Why does an astronaut have to exert a force on a weightless object to move it?
Chapter 3
What are the three major functions of a telescope?
The three major functions are brighten, resolve, and magnify
Why must astronomers use satellites and Earth-orbiting observatories to study the heavens at X-ray !wavelengths?
The atmosphere is not transparent to X-rays (and nor to gamma rays). Therefore, these radiations must be studied from orbits outside the Earth's atmosphere.
What is a blackbody? What does it mean to say that a star appears almost like a black body?
A blackbody is a hypothetical object whose radiated spectrum depends only on its temperature. A star is described as almost like a blackbody when the continuous part of that star's spectrum follows the shape of a blackbody spectrum. Stars are not black because they are hot and emit large amounts of electromagnetic radiation. They would be black only if they gave off no electromagnetic radiation.
What is Wien's Law? How could you use it to !determine the temperature of a star's surface?

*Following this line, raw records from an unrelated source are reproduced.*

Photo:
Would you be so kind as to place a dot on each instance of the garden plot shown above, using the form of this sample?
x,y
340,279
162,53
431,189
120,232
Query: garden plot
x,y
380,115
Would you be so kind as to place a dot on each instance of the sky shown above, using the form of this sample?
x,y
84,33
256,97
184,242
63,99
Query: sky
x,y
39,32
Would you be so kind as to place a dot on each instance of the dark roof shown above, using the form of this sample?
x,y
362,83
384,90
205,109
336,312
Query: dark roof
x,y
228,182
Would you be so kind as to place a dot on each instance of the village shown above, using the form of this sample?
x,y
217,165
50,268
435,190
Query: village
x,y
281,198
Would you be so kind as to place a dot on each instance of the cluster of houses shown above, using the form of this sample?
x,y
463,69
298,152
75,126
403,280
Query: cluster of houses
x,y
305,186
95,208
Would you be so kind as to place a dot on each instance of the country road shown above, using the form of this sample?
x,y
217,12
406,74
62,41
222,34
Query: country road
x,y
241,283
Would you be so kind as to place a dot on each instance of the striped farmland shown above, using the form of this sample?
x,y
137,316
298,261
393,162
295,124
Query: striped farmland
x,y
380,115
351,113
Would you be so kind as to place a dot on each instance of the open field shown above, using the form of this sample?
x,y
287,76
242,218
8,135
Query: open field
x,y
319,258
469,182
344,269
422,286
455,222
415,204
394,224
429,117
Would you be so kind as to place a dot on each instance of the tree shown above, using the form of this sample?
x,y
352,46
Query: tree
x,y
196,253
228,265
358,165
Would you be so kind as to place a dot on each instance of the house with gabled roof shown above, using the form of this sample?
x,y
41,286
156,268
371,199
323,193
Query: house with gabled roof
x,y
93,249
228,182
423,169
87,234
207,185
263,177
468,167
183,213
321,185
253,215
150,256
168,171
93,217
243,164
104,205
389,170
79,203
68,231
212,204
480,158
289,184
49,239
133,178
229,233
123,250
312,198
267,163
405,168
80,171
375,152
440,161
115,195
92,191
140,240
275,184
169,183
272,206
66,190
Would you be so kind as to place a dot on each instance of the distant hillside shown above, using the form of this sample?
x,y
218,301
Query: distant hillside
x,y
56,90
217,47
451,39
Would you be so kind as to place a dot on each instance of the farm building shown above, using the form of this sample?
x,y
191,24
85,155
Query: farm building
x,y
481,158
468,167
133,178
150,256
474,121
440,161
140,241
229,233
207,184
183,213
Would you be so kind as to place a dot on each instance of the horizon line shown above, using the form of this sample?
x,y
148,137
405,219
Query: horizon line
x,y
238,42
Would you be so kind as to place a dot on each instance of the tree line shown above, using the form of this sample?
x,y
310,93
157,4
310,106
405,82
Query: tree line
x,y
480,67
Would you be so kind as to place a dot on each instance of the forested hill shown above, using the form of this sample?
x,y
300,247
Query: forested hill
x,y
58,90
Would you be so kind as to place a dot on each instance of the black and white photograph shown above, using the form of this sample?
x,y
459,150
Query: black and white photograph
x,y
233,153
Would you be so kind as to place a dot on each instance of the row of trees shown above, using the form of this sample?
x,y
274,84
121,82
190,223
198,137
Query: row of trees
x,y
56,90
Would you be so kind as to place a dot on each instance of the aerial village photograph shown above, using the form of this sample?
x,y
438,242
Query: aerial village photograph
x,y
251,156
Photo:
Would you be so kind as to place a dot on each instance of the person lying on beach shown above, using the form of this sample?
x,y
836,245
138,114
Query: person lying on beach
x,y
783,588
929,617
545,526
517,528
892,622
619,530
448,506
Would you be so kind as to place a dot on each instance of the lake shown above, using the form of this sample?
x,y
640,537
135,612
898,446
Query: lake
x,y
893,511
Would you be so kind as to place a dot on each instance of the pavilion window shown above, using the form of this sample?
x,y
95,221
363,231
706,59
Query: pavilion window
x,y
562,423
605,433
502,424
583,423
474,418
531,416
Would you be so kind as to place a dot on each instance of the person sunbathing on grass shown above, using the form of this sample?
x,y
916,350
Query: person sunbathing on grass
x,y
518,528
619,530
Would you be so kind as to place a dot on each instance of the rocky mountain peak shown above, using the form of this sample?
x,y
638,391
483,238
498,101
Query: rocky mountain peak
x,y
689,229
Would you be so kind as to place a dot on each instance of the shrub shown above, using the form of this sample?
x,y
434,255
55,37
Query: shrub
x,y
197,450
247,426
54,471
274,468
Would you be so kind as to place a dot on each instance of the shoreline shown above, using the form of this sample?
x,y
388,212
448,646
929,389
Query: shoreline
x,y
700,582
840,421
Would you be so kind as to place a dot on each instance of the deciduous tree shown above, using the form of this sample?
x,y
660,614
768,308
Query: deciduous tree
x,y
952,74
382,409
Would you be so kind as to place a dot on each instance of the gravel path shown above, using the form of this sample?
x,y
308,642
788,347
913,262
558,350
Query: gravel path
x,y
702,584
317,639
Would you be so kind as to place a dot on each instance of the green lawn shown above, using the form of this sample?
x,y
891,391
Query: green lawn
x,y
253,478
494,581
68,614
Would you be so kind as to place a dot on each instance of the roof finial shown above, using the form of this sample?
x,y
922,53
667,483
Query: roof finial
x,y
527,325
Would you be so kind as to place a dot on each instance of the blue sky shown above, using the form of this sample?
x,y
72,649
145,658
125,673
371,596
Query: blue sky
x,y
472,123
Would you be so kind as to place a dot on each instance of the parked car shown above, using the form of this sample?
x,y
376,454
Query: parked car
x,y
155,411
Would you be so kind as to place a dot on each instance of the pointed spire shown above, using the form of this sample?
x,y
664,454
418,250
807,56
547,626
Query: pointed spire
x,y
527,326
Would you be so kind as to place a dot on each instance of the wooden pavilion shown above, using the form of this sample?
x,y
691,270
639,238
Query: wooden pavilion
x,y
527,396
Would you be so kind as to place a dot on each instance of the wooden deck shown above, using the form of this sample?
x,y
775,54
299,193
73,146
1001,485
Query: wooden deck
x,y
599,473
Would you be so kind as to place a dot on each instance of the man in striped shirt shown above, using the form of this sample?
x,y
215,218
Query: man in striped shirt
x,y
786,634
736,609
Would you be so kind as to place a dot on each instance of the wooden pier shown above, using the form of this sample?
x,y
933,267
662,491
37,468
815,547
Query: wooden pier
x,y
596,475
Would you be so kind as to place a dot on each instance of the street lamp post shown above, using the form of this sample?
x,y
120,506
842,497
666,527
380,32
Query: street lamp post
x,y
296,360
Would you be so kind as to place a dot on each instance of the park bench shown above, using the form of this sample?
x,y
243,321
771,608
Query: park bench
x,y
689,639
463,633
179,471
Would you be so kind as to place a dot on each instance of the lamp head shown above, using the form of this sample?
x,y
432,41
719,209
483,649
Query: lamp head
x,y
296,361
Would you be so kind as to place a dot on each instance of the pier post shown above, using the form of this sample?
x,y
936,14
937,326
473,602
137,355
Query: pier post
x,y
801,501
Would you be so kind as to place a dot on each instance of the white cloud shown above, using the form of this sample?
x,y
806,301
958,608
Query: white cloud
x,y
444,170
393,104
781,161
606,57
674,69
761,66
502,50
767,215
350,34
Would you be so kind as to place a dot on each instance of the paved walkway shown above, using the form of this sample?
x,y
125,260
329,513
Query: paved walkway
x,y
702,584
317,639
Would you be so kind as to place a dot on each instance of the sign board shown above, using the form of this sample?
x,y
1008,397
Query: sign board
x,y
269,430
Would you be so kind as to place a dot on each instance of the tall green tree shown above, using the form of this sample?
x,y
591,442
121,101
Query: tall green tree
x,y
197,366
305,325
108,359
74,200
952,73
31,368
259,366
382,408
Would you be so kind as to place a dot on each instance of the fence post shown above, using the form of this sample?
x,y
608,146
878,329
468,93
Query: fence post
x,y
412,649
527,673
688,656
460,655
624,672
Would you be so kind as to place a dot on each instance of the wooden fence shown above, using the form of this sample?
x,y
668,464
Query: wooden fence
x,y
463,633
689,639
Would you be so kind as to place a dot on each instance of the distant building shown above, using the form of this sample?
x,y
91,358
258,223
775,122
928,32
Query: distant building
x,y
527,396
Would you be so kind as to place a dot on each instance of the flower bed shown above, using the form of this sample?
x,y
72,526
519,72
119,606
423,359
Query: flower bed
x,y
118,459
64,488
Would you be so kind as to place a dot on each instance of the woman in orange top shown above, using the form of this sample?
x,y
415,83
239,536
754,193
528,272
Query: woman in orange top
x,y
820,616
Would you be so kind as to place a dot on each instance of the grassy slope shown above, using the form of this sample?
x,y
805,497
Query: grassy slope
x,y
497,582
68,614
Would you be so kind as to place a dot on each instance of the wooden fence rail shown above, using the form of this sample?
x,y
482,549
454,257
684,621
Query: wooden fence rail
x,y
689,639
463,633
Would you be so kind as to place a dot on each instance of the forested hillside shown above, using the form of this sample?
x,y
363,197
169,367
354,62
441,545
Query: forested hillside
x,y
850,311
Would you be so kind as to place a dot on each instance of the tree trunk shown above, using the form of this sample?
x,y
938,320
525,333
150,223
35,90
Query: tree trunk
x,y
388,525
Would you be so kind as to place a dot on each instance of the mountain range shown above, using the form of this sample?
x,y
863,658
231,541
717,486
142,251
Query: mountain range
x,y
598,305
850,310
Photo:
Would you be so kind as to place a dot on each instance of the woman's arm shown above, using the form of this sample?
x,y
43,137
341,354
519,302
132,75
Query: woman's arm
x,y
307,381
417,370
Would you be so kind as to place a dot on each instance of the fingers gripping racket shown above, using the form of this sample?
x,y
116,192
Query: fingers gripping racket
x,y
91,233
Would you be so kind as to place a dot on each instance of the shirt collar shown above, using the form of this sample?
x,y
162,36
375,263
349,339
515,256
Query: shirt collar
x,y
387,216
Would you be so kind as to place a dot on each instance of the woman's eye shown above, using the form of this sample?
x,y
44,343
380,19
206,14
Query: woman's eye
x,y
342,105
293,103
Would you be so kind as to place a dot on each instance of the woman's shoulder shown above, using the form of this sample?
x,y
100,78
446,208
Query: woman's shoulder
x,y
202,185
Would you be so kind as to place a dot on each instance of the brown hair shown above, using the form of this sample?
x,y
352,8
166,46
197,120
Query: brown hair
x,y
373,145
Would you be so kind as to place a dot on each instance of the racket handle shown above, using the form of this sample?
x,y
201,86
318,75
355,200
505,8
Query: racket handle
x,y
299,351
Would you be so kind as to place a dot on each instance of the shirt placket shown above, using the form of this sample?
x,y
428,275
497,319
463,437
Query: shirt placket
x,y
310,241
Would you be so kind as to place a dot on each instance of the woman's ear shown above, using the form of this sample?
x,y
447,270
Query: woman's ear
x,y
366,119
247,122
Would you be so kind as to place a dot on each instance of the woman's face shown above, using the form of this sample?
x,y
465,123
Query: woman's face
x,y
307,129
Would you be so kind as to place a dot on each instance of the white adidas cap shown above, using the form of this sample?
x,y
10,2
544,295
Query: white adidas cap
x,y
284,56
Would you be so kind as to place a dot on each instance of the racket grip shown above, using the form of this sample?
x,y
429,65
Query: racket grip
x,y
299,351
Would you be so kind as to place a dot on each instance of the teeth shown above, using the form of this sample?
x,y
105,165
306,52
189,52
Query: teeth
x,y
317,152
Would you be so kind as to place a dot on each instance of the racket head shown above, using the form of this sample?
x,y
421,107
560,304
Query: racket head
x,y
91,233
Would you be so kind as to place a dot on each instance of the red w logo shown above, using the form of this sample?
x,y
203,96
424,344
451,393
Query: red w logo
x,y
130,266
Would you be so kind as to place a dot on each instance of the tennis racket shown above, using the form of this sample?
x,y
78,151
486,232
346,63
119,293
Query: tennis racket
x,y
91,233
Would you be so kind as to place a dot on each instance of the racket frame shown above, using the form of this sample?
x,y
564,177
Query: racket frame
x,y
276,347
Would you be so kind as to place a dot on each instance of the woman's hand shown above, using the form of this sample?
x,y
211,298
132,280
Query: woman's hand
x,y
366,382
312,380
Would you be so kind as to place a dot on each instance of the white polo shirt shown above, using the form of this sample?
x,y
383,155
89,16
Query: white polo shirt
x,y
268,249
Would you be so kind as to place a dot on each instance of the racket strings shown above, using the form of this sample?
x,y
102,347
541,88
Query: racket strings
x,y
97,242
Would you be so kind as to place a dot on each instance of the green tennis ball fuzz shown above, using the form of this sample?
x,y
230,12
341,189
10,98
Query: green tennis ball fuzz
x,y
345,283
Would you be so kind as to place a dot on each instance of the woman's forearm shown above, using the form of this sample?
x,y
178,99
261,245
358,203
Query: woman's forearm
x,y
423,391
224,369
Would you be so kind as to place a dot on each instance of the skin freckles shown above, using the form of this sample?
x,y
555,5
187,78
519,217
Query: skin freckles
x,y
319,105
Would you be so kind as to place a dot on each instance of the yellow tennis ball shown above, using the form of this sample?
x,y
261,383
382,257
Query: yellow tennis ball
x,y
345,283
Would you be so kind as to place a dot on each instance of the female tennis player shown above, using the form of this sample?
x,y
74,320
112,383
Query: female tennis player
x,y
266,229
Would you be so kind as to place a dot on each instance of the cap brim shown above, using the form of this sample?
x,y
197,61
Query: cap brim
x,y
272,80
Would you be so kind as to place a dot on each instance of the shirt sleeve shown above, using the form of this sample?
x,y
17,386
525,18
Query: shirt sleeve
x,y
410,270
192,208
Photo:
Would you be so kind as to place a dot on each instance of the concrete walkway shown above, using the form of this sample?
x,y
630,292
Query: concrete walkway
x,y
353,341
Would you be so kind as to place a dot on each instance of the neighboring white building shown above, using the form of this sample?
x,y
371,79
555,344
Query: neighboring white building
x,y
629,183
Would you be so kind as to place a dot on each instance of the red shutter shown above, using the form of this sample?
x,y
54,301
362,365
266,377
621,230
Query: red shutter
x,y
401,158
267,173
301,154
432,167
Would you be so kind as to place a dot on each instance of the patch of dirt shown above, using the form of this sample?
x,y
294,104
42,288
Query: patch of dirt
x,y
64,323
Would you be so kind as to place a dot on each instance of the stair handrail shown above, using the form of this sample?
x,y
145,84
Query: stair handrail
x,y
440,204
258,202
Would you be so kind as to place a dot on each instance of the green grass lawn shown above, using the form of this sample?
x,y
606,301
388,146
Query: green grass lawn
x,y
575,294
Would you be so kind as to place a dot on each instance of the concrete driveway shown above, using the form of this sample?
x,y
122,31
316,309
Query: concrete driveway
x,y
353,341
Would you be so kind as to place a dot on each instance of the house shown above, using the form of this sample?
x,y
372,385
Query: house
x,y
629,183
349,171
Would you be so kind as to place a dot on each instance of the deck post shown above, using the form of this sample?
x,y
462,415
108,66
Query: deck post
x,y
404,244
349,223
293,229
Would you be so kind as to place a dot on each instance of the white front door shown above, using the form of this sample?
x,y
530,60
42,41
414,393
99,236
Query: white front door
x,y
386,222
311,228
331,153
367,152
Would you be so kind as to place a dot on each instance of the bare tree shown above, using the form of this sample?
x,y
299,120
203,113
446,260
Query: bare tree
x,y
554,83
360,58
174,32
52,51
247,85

Wien's law is the mathematical relationship between the dominant wavelength and the temperature of a blackbody. It says that the hotter an object is, the shorter the wavelength of the peak of its blackbody curve. This peak is the wavelength that the body emits most intensely. Since all blackbodies with the same temperature have the same black body curves, finding the wavelength at the peak of the continuous spectrum enables you to directly calculate the object's surface temperature.
What is the Stefan-Boltzmann law? How do Astronomers us it?
What is an element? List the names of five different !elements
Explain how the spectrum of hydrogen is related to the !structure of the hydrogen atom.
Electrons have only certain allowed orbits around their nuclei. The allowed orbits, which are associated with unique energy levels, are different in all different types of atoms. The wavelengths of any atom's spectral lines are determined by the differences in the energies of the orbits between which its electrons transfer. The higher the energy difference, the shorter the wavelength of the photon that is emitted or absorbed. When electrons descend in orbit, they emit photons, creating emission spectra. When they go to higher orbits they absorb photons, creating absorption spectra. Since all elements have allowed orbits with different energy levels, the emission and absorption spectra of each element, such as hydrogen, has a unique set of wavelengths.